Vancouver is a fairly artistic city with plenty of public art installations of all sorts to explore.
Some are pretty famous. There's the Digital Orca by Douglas Coupland, the Drop by inges idee and the Monument for East Vancouver (the East Van Cross) by Ken Lum.
These are all very recognizable pieces that are not only fairly well known but also fit nicely into what people think of as art. Bright, big, and on pedestals.
But Vancouver's got a lot of other pieces, and not all are so obvious. Some aren't visual at all, like Speaker A.
Others, like the following five, blend into the city a lot more than a giant blue raindrop.
Walk down Hamilton Street and you'll have lots to look at, with Victory Square, the downtown library and the Post being finished off.
One thing thing that doesn't particularly jump out is Unlimited Growth Increases The Divide. The piece, by Kathryn Walter, has been around for more than 30 years, but it's likely locals who walk past it every day haven't noticed it.
It's because it looks like a sign on building. The five words are written across the old building at 555 Hamilton St.
Antonia Hirsch installed this piece at the Broadway campus of the Vancouver Community College in 2008, so while it's not in the busiest spot of the city, plenty of people have seen it.
And this one might be the most obvious of the group as a piece of art since it is a series of shiny half-spheres on a wall.
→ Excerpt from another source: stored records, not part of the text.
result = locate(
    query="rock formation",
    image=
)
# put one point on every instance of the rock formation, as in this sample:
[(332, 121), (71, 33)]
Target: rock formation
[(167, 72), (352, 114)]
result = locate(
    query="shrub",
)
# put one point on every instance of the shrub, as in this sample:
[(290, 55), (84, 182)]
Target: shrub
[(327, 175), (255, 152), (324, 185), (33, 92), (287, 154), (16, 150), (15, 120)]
However, to many it would look abstract, and maybe seem to be a simple piece of design.
However, it's a written language.
The spheres are letters in braille, and the name of the piece refers to the fact those who are and aren't visually impaired (probably) can't read the message (which is essentially an eye chart).
While the geyser at Hillcrest Park is quite obvious when it goes off, it's not always understood that this is a piece of art by Vanessa Kwan and Erica Stocking.
The unnatural geyser uses recycled water and can spray water 15 feet in the air.
And when it sprays isn't consistent, as it depends on the water use in the community.
This looks like an entrance to some sort of city infrastructure, but in fact it's a facade, and is a piece of art simply called Substation Pavillion because that's what it looks like.
While Victoria Drive Bridge has a more well-known piece of art underneath it now, it's had a sculpture on top for nearly three decades.
For people driving by, the telescope may seem like an odd thing for the bridge, but it could make sense given the fact some tourist sites have observational tools in place.
But the piece is actually a sculpture inspired by what the Grandview Cut might have been: a freeway.